Sovereignty & residency
Bind a workspace to approved regions and self-hosted endpoints. Out-of-region credentials are simply not in the routing pool — residency is enforced, not requested.
- Keep regulated traffic on your VPC or on-prem GPUs; let the frontier handle the rest.
- Every call is logged with model, region, and cost. Payloads are never stored.
- Export the request-level audit trail for SOC 2, HIPAA, GDPR, and ISO 27001 reviews.
Billing & usage
Every request is metered to a single wallet, regardless of which provider served it. Read usage programmatically or consolidate spend across subsidiaries into one invoice in the console.
curl https://api.cudator.ai/v1/usage?period=month \
-H "Authorization: Bearer cud_live_••••••••"

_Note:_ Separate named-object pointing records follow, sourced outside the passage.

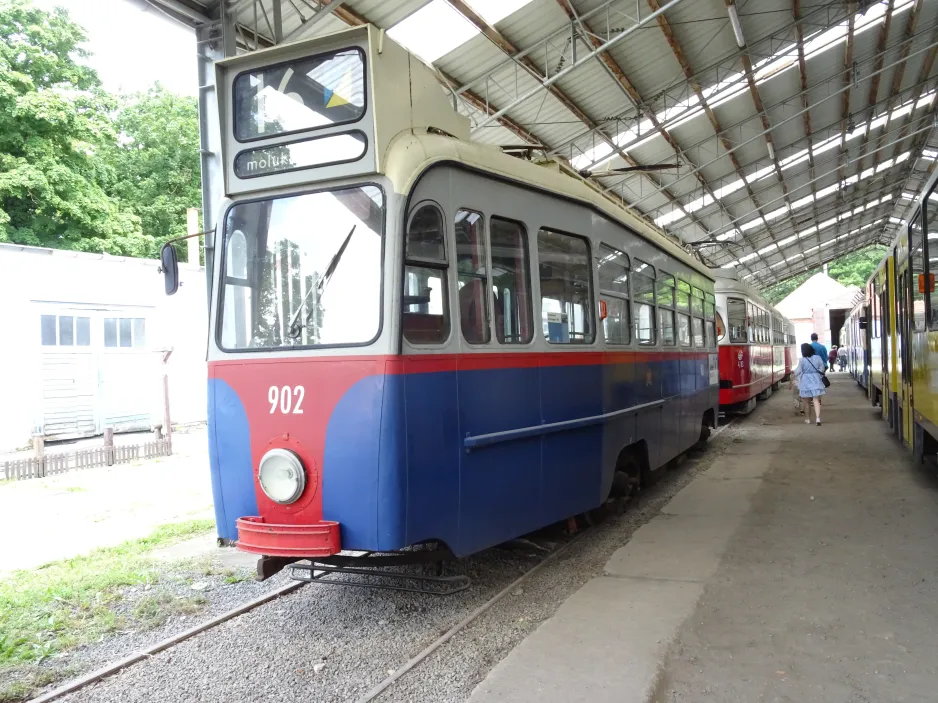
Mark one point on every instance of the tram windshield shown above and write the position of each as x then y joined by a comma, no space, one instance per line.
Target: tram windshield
302,270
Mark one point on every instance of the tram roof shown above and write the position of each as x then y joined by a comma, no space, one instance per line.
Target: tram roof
802,144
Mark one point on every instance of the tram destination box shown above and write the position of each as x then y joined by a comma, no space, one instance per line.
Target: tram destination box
323,109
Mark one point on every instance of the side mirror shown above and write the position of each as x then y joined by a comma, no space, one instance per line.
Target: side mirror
169,267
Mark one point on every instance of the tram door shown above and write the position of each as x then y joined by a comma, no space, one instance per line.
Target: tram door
885,337
905,360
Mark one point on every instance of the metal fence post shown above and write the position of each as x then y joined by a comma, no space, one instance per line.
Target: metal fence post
39,454
109,446
167,421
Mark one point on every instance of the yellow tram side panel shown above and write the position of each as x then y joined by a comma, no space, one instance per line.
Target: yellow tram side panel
904,389
892,364
874,342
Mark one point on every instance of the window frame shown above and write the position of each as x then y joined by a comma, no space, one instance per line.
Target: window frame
526,259
667,308
333,52
653,305
217,318
605,293
931,319
745,338
486,278
441,265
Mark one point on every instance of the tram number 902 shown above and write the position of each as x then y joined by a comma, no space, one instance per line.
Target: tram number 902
288,401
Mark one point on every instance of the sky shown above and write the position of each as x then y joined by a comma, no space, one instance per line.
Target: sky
134,44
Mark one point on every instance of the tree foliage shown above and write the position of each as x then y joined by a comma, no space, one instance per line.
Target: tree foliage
852,269
54,120
79,168
155,162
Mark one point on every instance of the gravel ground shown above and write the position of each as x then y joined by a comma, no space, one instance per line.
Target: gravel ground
334,644
153,613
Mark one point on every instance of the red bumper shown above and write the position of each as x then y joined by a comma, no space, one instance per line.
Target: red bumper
255,535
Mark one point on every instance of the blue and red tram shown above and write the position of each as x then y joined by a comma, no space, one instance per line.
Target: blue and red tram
428,340
757,345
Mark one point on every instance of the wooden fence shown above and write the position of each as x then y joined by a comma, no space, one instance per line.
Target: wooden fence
52,464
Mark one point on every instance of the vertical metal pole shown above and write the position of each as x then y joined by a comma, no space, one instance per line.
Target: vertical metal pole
192,228
214,42
167,420
109,446
278,23
39,454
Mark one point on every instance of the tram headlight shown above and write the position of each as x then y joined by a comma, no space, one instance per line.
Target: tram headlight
281,476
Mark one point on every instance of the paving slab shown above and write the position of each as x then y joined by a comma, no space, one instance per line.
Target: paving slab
604,644
828,592
677,547
707,497
732,466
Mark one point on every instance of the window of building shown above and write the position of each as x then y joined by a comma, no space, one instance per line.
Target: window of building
643,297
565,272
666,296
125,332
472,276
736,320
511,282
426,309
65,331
614,291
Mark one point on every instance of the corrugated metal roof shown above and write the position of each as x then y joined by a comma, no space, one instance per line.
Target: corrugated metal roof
645,66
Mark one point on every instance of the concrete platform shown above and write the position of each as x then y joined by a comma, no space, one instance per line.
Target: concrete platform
800,567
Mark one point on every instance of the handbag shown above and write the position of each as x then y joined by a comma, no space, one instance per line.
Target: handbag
824,379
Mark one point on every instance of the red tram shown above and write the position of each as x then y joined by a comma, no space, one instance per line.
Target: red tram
756,344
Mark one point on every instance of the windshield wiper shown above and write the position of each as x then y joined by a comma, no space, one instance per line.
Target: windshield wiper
321,284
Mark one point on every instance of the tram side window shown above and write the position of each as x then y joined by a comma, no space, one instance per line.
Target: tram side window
614,292
643,297
920,298
665,290
710,321
736,320
472,276
426,309
511,281
931,227
565,271
696,307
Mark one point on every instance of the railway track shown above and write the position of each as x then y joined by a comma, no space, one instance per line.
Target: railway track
377,690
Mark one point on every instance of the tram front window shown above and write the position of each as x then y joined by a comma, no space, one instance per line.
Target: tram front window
736,320
302,271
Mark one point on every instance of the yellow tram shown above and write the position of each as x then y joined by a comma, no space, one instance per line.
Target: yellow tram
893,332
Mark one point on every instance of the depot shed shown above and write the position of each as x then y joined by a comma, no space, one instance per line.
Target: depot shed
85,340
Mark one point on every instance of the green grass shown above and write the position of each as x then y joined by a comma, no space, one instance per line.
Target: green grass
65,603
153,611
29,680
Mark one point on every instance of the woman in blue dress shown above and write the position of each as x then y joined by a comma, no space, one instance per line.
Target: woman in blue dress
809,374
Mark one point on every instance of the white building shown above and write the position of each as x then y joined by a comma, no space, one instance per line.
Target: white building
84,340
819,305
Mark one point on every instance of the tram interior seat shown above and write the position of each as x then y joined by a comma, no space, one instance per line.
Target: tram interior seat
471,309
422,328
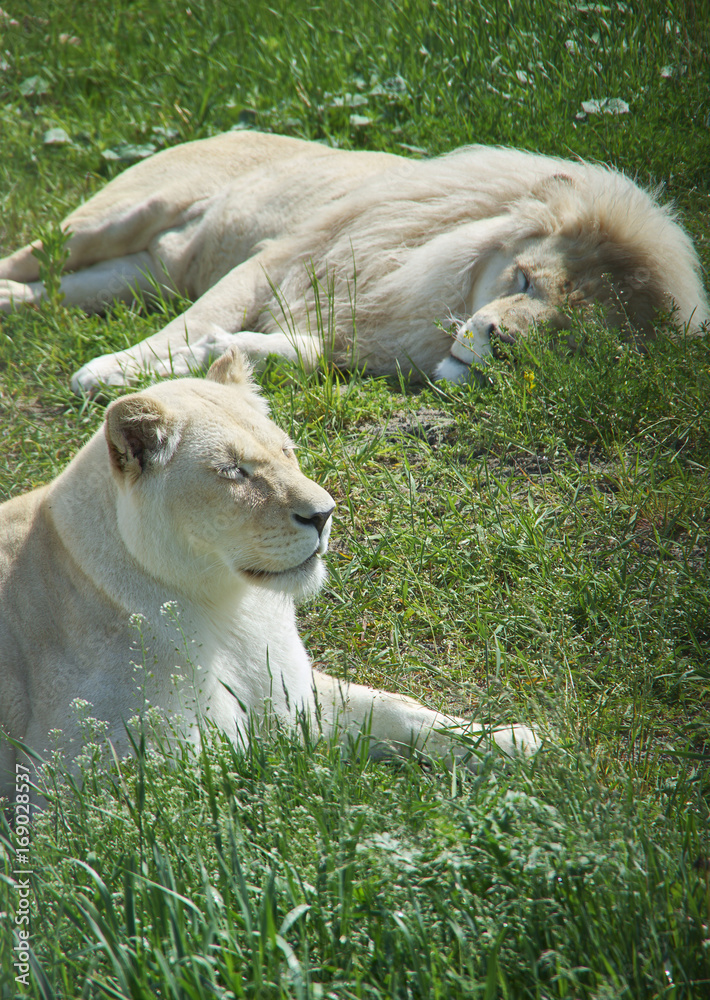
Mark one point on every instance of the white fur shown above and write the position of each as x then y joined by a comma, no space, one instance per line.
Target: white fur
177,539
268,233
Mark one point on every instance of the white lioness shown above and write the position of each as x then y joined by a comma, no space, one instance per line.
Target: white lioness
270,234
191,495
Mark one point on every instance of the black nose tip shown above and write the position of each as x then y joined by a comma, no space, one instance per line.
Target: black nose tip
318,520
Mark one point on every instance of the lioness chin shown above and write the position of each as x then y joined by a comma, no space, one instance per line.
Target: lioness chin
189,497
402,264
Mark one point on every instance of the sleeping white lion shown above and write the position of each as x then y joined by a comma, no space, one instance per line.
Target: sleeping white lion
370,259
191,498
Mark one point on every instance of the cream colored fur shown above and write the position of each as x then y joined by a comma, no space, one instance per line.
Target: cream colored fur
266,232
187,515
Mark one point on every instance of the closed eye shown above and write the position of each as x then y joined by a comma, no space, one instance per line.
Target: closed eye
523,281
232,471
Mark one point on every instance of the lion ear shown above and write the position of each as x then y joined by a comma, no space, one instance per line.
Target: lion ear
232,368
140,432
552,185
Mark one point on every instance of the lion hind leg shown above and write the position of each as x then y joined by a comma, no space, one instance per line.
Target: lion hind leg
94,288
397,725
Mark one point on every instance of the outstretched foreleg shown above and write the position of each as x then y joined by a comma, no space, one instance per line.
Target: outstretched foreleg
394,725
218,320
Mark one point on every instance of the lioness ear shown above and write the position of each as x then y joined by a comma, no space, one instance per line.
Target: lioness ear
139,431
232,368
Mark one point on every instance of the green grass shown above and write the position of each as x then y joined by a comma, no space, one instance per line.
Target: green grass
532,548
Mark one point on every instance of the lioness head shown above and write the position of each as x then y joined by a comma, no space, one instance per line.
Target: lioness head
210,495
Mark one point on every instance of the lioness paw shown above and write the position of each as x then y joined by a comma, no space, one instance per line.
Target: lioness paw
14,294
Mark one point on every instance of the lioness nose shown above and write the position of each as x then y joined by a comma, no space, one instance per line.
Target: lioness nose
318,520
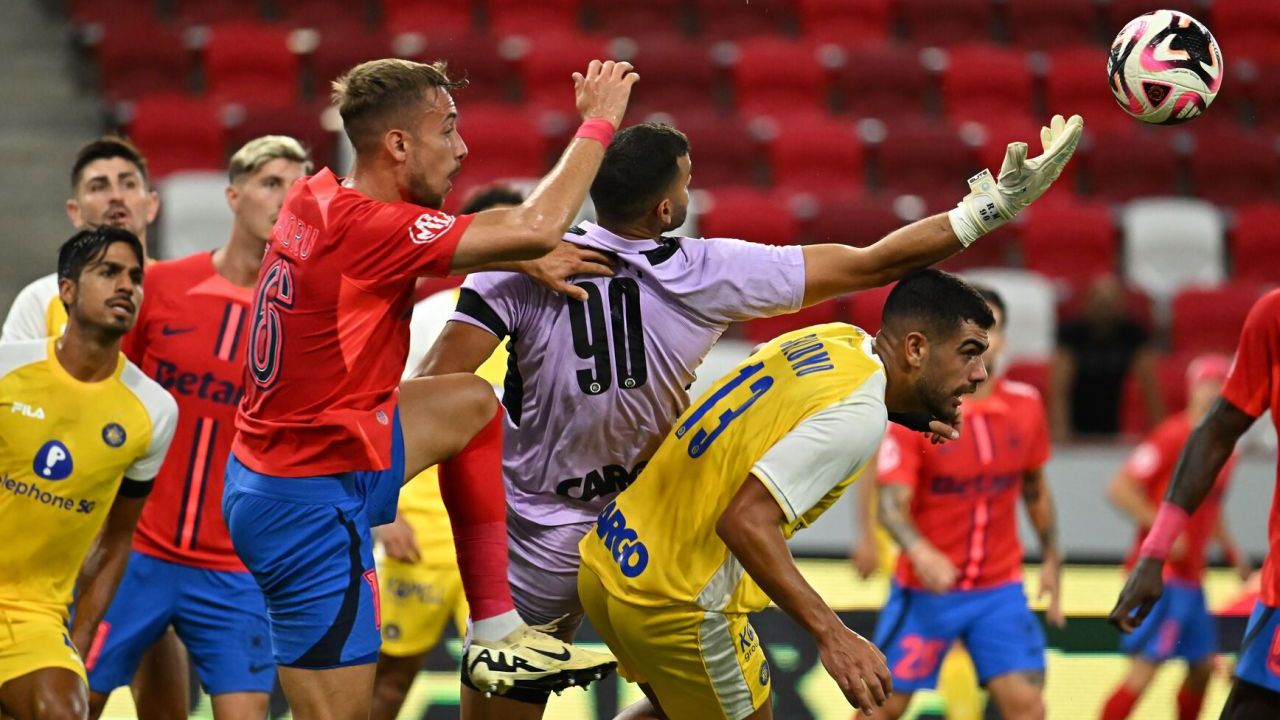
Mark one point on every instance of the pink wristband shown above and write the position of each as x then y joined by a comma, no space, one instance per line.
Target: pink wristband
1170,520
598,130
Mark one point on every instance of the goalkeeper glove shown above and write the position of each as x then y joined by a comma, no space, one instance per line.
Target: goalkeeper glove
992,203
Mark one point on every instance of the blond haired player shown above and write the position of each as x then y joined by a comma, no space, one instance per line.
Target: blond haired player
698,541
82,434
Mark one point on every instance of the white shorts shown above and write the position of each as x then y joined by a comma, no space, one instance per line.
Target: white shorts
543,570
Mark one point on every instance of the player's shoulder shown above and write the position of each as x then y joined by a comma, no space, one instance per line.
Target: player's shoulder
19,354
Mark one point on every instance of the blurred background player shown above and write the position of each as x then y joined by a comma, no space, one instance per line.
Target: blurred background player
589,410
1251,388
109,187
328,432
421,588
183,572
1180,624
82,434
680,557
952,509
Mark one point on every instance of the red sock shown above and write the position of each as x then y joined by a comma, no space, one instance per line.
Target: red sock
472,492
1120,703
1189,703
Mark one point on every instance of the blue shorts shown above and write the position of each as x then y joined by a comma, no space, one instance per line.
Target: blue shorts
917,628
1260,651
309,545
219,615
1179,625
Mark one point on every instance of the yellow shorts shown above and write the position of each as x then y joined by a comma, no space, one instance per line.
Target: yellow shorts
698,664
35,639
416,602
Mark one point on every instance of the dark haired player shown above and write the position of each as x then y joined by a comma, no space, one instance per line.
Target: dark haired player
952,510
594,386
679,559
82,434
1252,388
109,187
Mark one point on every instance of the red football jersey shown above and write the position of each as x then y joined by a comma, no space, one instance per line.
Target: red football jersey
1253,386
190,337
965,492
329,328
1152,465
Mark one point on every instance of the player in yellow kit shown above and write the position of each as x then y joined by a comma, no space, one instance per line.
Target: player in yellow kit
82,434
699,540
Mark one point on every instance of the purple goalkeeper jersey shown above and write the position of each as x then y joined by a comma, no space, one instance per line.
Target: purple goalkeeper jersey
593,387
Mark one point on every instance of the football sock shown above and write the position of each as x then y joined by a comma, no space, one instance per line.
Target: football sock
472,492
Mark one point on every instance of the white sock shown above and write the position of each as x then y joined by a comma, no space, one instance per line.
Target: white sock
493,629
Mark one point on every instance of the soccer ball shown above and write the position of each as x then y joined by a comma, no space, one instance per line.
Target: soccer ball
1165,68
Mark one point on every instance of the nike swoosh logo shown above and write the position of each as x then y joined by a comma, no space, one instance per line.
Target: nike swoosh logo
562,655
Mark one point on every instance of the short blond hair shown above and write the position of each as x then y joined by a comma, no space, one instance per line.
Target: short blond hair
375,92
261,150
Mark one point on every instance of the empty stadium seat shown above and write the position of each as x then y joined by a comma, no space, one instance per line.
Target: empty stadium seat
946,22
1031,328
882,81
984,81
1170,244
251,63
750,214
193,213
1124,165
1050,23
1232,167
136,59
1208,319
178,133
1069,241
778,77
846,22
1255,250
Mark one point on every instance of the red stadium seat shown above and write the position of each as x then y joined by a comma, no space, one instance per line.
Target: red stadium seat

# → { "spend_usd": 1842.55, "requests": 91204,
# "by_provider": { "anthropic": 812.10, … } }
Errors
Cudator uses conventional HTTP status codes. Error bodies follow the OpenAI shape, with a code field for programmatic handling.
| Status | Meaning |
|---|---|
| 401 | Invalid or revoked key. |
| 402 | Wallet balance exhausted, or the request exceeds the key's spend limit. |
| 409 | No model in the pool satisfies the requested policy (e.g. residency conflict). |
| 429 | Rate limit exceeded — back off and retry with the Retry-After header. |
| 503 | All eligible providers are temporarily unavailable. Cudator already retried the pool. |
Rate limits
Limits are set per workspace and surfaced on every response so you can throttle proactively rather than reactively.
X-RateLimit-RemainingandX-RateLimit-Resetheaders ride along with each request.- On
429, honourRetry-Afterand apply exponential backoff.